We had gone to Coorg for our summer holidays this year; Coorg, that the british claimed was the “Scotland of India”. Nature, they say, had been partial to scotland in bestowing abundant, and unparalleled verdant beauty. One has to see it to believe or it may even be beyond one’s paradigm of beauty. At least, that is what we thought until we visited Coorg in Mysore this summer.

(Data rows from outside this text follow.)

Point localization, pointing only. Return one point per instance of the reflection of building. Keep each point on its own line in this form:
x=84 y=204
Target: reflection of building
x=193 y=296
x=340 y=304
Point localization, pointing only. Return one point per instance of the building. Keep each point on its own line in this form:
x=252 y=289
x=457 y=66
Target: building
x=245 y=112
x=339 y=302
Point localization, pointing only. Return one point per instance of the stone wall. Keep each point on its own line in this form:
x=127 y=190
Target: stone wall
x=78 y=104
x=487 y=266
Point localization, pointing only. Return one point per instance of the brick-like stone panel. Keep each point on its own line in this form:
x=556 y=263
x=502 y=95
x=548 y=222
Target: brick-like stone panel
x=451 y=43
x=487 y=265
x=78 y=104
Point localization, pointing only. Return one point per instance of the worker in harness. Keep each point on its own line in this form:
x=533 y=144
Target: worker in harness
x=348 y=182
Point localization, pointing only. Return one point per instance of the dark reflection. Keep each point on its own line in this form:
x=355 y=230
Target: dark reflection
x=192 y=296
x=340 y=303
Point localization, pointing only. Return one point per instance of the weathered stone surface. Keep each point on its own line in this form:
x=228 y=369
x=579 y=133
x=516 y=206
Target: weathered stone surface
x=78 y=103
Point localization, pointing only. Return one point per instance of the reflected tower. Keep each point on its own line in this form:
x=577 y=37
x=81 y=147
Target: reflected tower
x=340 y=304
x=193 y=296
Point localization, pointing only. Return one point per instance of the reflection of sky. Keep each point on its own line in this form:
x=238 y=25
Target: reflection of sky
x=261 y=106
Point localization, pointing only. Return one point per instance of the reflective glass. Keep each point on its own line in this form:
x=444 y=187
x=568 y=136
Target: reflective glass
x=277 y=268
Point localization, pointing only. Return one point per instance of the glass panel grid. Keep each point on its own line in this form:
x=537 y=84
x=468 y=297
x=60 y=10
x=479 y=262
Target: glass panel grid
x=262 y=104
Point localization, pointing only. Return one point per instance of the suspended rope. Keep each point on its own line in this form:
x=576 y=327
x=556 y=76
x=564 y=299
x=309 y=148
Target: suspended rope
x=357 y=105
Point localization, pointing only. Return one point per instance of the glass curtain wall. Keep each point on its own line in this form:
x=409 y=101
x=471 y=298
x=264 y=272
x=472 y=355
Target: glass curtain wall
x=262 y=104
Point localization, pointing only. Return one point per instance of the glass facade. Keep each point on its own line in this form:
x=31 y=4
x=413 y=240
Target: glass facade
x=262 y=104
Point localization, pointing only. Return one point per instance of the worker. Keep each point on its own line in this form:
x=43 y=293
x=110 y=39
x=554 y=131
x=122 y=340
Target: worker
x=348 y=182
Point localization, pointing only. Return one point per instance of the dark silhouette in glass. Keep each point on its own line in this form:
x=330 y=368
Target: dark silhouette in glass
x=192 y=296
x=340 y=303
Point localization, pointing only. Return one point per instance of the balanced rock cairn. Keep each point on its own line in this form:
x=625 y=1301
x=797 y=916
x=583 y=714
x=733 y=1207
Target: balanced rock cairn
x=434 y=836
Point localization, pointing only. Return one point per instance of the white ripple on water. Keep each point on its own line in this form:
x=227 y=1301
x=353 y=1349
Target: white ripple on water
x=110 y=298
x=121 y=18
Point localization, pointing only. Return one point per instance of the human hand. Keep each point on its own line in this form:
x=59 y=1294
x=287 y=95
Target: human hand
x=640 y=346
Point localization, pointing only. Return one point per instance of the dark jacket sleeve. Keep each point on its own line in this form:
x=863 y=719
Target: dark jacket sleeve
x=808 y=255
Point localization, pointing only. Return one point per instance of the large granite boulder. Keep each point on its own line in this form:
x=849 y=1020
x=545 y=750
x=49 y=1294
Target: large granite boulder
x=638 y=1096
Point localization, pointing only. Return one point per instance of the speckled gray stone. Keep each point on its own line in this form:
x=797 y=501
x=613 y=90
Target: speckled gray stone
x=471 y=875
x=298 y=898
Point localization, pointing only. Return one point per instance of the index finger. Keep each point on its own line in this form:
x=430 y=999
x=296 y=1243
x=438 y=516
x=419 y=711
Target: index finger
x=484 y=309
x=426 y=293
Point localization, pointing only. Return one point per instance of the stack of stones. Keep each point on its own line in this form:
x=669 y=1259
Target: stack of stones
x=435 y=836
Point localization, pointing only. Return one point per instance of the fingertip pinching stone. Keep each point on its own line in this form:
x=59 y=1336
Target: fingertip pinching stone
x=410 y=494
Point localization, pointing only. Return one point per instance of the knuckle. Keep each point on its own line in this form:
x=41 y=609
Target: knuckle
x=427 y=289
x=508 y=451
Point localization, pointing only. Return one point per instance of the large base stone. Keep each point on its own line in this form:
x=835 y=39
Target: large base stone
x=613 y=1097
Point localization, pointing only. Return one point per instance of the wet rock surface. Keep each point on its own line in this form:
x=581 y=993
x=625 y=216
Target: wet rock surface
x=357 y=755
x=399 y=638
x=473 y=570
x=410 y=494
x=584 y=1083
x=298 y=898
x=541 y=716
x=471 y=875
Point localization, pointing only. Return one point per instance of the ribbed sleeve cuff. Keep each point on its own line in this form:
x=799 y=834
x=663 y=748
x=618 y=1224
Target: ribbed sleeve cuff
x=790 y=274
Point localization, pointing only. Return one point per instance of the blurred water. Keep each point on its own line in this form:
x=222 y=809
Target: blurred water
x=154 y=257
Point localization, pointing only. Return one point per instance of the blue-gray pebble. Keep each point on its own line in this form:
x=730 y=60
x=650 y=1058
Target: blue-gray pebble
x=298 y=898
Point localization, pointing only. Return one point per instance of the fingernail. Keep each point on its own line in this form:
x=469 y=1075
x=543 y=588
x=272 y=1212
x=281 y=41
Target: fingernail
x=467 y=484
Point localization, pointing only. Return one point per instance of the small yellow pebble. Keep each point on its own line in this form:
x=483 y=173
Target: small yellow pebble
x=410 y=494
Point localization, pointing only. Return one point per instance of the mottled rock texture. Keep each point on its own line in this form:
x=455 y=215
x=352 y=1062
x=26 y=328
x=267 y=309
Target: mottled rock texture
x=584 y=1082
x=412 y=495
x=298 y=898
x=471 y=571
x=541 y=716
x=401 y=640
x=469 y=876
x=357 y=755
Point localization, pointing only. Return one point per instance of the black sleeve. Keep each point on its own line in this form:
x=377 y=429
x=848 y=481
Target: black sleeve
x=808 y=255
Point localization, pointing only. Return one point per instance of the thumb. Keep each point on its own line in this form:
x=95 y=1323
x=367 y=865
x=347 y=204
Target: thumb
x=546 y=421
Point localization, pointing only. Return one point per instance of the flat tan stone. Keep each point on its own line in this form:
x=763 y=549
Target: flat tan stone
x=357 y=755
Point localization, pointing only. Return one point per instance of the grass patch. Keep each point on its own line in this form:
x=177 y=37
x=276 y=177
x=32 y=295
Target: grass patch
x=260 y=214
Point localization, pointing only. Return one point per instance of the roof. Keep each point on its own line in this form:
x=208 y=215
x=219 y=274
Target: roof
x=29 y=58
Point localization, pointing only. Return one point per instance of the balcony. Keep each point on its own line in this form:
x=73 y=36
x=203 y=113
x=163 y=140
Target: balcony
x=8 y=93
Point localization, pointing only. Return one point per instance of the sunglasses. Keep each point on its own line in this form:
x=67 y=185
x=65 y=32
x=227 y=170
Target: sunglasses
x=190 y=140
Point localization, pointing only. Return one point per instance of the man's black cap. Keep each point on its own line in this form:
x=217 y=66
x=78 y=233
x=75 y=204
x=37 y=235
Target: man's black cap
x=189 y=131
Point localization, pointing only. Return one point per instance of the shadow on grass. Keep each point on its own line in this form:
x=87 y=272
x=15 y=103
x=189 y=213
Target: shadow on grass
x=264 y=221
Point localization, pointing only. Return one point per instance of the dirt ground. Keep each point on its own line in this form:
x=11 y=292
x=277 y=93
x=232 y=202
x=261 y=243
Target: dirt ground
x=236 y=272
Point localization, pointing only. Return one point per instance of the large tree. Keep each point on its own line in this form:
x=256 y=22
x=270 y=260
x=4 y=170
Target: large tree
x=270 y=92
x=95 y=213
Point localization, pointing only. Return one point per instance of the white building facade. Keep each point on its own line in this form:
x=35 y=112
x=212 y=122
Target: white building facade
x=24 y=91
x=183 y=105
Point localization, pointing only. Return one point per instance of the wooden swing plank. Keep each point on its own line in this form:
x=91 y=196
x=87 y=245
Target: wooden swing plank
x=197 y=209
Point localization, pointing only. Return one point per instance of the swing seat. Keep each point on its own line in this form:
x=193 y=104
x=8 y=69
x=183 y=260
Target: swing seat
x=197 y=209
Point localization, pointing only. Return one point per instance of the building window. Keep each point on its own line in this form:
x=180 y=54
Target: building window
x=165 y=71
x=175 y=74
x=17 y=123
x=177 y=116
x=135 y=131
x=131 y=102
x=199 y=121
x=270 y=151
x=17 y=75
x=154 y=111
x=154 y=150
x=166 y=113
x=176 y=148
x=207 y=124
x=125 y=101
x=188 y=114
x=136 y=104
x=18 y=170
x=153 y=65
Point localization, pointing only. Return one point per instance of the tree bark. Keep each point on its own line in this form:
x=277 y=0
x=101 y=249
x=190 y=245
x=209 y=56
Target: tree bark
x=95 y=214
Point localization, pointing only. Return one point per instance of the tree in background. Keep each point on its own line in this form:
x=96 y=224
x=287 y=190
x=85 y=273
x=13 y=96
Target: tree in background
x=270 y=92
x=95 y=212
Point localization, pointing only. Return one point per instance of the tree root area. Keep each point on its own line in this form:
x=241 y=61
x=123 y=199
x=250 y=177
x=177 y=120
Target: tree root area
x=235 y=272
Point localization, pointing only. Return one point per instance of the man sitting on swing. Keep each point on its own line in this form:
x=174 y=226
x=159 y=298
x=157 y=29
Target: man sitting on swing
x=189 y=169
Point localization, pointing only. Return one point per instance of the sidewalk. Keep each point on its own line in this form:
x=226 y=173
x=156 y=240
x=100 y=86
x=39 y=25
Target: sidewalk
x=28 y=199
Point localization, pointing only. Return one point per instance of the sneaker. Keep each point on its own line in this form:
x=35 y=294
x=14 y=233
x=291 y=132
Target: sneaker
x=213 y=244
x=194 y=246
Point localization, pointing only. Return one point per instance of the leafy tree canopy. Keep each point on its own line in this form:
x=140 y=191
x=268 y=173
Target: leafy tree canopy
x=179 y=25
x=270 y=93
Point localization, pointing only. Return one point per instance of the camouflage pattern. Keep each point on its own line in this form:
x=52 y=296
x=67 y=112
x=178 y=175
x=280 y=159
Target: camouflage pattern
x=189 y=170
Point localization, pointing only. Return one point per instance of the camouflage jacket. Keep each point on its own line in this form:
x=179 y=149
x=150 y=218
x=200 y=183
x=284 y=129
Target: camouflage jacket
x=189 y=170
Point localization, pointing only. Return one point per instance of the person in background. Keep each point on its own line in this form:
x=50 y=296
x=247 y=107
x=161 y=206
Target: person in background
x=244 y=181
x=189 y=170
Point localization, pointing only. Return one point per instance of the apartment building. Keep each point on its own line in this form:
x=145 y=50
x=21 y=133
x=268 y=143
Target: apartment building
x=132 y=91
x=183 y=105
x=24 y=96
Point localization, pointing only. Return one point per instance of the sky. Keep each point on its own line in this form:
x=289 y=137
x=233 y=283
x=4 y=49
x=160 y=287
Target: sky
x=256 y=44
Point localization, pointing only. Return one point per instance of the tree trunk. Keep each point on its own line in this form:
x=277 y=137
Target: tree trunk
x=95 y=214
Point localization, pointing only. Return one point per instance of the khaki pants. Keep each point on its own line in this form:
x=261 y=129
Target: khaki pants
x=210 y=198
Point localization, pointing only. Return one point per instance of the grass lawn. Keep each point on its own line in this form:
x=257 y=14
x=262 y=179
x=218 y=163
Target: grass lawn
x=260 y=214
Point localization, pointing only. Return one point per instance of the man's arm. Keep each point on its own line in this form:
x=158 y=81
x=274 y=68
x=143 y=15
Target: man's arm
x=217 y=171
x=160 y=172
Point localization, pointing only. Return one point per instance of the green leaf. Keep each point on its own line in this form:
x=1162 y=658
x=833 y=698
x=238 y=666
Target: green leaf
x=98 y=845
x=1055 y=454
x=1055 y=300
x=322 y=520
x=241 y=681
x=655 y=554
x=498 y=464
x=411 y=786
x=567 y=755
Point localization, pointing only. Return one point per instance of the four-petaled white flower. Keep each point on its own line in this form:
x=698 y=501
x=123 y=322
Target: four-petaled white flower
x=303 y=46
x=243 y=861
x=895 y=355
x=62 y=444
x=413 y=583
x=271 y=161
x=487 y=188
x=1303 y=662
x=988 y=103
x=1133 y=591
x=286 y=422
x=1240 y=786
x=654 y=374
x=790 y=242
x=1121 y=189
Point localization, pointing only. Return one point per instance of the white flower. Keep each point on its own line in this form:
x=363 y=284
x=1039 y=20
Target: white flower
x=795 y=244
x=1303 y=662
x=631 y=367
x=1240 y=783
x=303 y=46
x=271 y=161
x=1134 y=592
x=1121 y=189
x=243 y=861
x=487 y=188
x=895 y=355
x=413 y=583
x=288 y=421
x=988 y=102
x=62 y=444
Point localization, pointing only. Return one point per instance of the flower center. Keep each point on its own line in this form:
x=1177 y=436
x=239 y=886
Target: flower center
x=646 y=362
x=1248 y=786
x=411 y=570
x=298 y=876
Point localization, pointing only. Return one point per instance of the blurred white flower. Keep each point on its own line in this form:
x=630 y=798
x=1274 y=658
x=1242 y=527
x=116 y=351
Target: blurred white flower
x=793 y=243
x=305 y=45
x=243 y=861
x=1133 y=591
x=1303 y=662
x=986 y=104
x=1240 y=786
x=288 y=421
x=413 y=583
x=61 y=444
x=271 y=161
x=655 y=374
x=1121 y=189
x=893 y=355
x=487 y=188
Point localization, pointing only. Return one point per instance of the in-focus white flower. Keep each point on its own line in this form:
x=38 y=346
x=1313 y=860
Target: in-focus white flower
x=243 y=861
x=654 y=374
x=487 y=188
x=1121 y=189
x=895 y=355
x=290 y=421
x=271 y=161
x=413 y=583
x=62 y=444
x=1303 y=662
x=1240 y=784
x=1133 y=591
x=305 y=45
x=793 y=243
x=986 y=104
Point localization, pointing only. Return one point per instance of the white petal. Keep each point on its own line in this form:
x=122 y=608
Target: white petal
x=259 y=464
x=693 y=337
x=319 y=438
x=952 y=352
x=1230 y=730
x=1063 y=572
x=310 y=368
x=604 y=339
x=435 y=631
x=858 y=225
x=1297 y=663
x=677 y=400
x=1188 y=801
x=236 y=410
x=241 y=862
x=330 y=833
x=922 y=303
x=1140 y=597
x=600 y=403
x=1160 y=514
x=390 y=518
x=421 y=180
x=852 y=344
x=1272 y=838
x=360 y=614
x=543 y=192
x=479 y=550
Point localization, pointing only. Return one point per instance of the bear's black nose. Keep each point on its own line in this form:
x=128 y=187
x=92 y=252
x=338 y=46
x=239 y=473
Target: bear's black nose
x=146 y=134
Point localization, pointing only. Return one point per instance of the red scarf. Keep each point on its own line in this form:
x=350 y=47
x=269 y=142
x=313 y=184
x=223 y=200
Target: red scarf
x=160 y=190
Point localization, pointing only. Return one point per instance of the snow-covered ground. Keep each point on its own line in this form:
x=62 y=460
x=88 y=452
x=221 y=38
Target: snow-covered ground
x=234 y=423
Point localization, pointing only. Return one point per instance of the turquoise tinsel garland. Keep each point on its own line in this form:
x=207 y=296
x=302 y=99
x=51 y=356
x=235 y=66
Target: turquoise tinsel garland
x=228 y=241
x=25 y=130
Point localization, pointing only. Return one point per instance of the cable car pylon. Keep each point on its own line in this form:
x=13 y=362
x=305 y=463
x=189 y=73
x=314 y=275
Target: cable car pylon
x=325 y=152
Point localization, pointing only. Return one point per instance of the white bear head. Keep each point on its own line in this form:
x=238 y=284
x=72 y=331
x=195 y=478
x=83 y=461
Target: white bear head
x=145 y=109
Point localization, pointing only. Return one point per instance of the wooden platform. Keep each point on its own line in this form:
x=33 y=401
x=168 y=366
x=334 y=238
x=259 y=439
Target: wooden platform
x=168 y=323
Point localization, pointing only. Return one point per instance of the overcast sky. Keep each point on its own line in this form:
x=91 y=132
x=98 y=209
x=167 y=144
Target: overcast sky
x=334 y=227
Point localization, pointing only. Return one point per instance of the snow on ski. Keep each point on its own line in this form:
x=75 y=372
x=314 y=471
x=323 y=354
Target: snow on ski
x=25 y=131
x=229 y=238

After Cauvery darshan, as we descended through the road, we saw the sangam of three rivers (a confluence), with river Kanika on the left, river Sujoti in the centre and Cauvery on the far right. As we drove through Mercara to one of the private coffee estates of Coorg, thickets of bamboo appeared by the roadside, pronouncing the onset of lush terrain for which Coorg is famous. We meandered through the narrow roads with neatly lined coffee plants and shrubs of cardamom, pepper and poinsettias and came upon quaint little cottages built right in the middle of the estate surrounded by silver oaks and rosewood trees.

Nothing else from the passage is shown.